Saya satu-satunya mahasiswi Sastra Inggris di forum itu. Begitu pun Rizka, ia
jurusan Arkeologi. Di mata saya saat itu, ia dan Salsabilla sungguh teman dekat
yang kemana-mana selalu bersama. Selain karena mereka satu jurusan di
Arkeologi, potongan mereka pun nyaris sama: baju setelan dan kerudung gelap,
sandal gunung, serta ransel di punggung. Berbeda dengan saya yang didominasi
warna pink dan warna-warna cerah lainnya. Namun, siapa sangka, jika di kemudian
hari, saya yang berbeda malah lebih nyaman sering menggeje bertiga
dengan mereka.
Ah,
sebenarnya, berada satu lingkaran tiap pekan itu bukanlah faktor utama
kedekatan kami selanjutnya. Meski tidak tinggal satu atap, rumah kos kami
lumayan berdekatan. Tidak terlalu jauh. Jadilah kami sering janjian makan
bareng atau belanja bareng ke swalayan terdekat. Terkadang, saya main ke
kamarnya, atau ia yang main ke kamar saya. Entah kenapa, kamar kos saya yang
begitu sempit selalu terasa lapang justru ketika ada teman yang berkunjung. Ada
kehangatan yang tercipta di sela-sela obrolan ngalor-ngidul dan
canda-tawa penghapus penat karena kuliah. Aih, jadi kangen kos saya di Jogjaaaa
>_<.
Hingga
kemudian kami sama-sama berada di jajaran pengurus organisasi yang sama di
fakultas. Ia sekretaris umum, dan saya ketua bidang keputrian. Tahun selanjutnya masih di
organisasi yang sama, sama-sama sebagai Dewan Pertimbangan. Seringnya
rapat bersama menambah kadar kedekatan itu. Saya yang cenderung manja dan
“tukang nyampah” ini tidak lantas membuatnya jengah. Sepanjang ini, ia bisa
menjadi sahabat saya “kapan saja”, yang bersedia menampung banyak gulana, meski
tentu saja tidak semua curhatan-tak-penting saya bermuara kepadanya. Pun ketika
jarak memberi jeda antara kami ketika itu, seolah ada benang maya yang
menautkan hati-hati kami untuk tetap saling merengkuh dalam pesan-pesan via socmed
dan doa-doa. Pun kini, ketika setahun lebih sekian bulan perjumpaan itu tiada
lagi, berterimakasihlah kepada jasa teknologi canggih masa kini, kami masih
bertemu di antara teks-teks dunia maya, dan terkadang saya masih suka
“nyampah”, sementara ia masih selalu sabar menjadi pendengar dengan sekian
kalimat penghiburan.
“Oh
iya-ya, besok kamu udah pakai toga ya, Li,” ucapnya di SMS sehari sebelum saya
wisuda. Ada rasa senang campur sedih yang tiba-tiba menyergap, susah didefinisi.
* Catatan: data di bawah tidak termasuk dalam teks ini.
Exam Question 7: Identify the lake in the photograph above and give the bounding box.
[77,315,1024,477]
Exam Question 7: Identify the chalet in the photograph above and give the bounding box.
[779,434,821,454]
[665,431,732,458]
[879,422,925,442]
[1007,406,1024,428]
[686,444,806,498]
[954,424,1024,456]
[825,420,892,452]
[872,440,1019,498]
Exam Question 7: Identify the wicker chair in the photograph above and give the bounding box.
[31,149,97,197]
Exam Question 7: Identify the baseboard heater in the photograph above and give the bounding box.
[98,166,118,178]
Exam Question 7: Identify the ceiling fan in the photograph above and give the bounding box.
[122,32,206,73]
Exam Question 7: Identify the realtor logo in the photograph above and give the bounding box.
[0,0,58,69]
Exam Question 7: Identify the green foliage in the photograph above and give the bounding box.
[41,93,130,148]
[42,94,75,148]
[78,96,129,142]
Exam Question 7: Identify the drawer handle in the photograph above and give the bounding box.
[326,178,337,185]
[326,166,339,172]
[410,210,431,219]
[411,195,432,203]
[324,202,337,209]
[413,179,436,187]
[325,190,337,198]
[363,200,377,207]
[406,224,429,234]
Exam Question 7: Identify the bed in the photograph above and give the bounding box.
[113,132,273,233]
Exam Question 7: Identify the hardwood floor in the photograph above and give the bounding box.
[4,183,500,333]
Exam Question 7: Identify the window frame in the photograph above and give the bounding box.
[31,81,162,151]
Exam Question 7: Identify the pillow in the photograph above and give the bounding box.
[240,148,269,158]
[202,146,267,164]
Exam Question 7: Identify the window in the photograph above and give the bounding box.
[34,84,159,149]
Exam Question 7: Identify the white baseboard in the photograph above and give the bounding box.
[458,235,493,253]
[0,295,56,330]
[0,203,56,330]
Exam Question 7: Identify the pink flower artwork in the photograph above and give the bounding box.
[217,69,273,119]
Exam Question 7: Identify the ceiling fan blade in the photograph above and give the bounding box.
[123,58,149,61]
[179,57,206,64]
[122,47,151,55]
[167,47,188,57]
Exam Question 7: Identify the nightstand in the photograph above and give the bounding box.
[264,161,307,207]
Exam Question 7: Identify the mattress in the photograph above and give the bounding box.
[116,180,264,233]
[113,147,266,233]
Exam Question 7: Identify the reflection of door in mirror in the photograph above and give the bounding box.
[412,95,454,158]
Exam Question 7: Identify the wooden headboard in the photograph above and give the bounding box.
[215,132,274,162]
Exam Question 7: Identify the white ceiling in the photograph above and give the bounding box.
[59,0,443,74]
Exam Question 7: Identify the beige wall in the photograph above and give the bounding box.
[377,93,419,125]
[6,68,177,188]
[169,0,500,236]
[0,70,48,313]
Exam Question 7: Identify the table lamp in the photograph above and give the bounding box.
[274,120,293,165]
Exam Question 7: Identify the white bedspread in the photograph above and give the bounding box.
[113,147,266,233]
Esok hari bahagia saya, tentu saja, menerima ijazah dari universitas terbaik di negeri ini, namun itu pula yang membuat
saya berpisah dengan Yogyakarta dan segala isinya—Kota Cinta, Kota Cita kami
selama kurang-lebih empat tahun. “Nanti kalau aku wisuda, masih ada yang datang
nggak ya?” Ia pesimis. Satu-persatu dari kami memang telah lulus dan
meninggalkan kampus, bahkan meninggalkan Yogyakarta, kota rantauan kami
tercinta—seperti halnya saya. “Insya Allah masih ada-lah. Asal kamu segera
menyelesaikan skripsi, sidang, kemudian wisuda November esok,” hibur saya.
Namun, November itu saya tidak jadi menghadiahinya bunga ucapan selamat wisuda.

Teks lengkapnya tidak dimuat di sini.